Preparation of Fresh Tissue for Xenografting
After obtaining high-quality patient specimens, the next important step in establishing successful PDXs is to carefully prepare the tissues for xenografting. The standard procedure for many tumours is to either graft whole pieces of tissue or enzymatically digested tissue as quickly as possible into the host mouse [68]. However, additional processing steps may improve the take rate of tissues that are difficult to grow as PDXs. One approach is to use a tissue slicer to cut thin and precise samples, typically about 300 μm thick [69, 70]. Once grafted, these thin slices may be more highly oxygenated than larger pieces of tissue, potentially increasing their survival during the time it takes them to become vascularised. Slicing is also useful for specimens with a heterogeneous composition of cancer and benign regions, because it is possible to compare paired slices and assess the tumour content in fixed slices [69].

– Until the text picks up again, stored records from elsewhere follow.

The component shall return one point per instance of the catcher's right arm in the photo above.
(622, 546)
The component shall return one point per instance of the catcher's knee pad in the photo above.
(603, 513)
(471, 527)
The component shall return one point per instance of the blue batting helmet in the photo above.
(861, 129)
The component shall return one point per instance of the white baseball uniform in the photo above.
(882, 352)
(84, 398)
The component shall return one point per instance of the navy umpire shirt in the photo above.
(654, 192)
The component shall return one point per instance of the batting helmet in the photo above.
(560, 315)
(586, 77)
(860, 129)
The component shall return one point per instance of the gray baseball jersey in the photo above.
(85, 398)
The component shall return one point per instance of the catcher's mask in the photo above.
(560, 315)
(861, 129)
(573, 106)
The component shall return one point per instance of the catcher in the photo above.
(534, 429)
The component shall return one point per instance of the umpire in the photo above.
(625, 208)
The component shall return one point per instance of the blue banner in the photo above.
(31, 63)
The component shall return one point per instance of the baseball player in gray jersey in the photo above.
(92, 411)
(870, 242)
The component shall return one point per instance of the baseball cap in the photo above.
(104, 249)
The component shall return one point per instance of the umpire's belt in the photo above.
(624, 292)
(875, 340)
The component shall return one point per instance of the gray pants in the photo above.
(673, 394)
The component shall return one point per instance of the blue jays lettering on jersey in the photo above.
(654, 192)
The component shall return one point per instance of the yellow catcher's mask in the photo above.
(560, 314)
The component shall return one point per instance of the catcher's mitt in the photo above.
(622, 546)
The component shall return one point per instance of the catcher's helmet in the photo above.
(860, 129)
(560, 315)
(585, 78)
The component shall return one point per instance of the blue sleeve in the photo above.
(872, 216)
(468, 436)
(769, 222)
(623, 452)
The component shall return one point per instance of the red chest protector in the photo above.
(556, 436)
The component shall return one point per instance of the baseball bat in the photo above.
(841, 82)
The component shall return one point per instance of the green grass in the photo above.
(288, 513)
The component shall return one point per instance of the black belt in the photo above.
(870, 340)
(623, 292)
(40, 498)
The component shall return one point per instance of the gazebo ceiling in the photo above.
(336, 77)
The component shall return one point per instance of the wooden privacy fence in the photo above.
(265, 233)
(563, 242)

Other methods of preparing tissue aim to enrich the graft microenvironment. For example, grafts are often embedded in Matrigel, which provides growth factors and extracellular matrix to encourage the growth of the patient tissue and host vasculature [17, 23, 71]. Matrigel is also useful for binding together dispersed cells or fragile pieces of tissues. The development of biomimetic scaffolds by tissue engineers may provide alternatives to Matrigel where the composition and stiffness of the matrix is customised to match the patient tissue [72]. Another way of providing a supportive microenvironment is to add stroma to grafts; however, the source of stroma is critical. The take rate of primary prostate PDXs is increased when they are recombined with mesenchyme from embryonic or neonatal mice [5, 7, 9, 73]. Similarly, the growth and vascularisation of primary breast cancer PDXs is improved by co-implanting mesenchymal stromal cells [17]. In contrast, immortalised human fibroblasts from normal breast tissue had no effect on the take rate of primary breast cancer PDXs and actually decreased their serial transplantability [42]. These studies emphasise that the graft microenvironment, and the method of preparing tissue in general, can be critical in establishing PDXs.
Influence of the Mouse Host on Patient-Derived Xenografts
Some of the most dramatic improvements in PDX protocols have been due to changes in the mouse host. This section will discuss the importance of systemic features of host mice, in particular their immunocompetence and circulating steroid levels, as well as the local features of the graft site.
Systemic Features of the Mouse Host: Strains and Steroids
It is essential to use immunocompromised host mice to avoid rejection of PDXs. Early methods of supressing the host immune system included X-ray irradiation and thymectomy [74, 75]. The subsequent discovery of athymic nude mice (nu/nu), which lack functional T cells, foreshadowed the use of increasingly immunocompromised mouse strains for xenografting [76]. Many laboratories then shifted to using severe combined immune-deficient (SCID) mice, which are deficient in both T and B cells [77]. Non-obese diabetic SCID (NOD-SCID) mice then became more popular for xenografting, because they avoid the leaky phenotype of SCID mice and also have impaired natural killer (NK) cell function [78, 79]. To further abrogate the host immune response in these strains, some laboratories pretreated mice with etoposide, an immunosuppressant, a few days prior to grafting [39, 80]. It was subsequently shown, however, that etoposide decreased the take rate and growth of breast cancer PDXs in thoracic fat pads [39].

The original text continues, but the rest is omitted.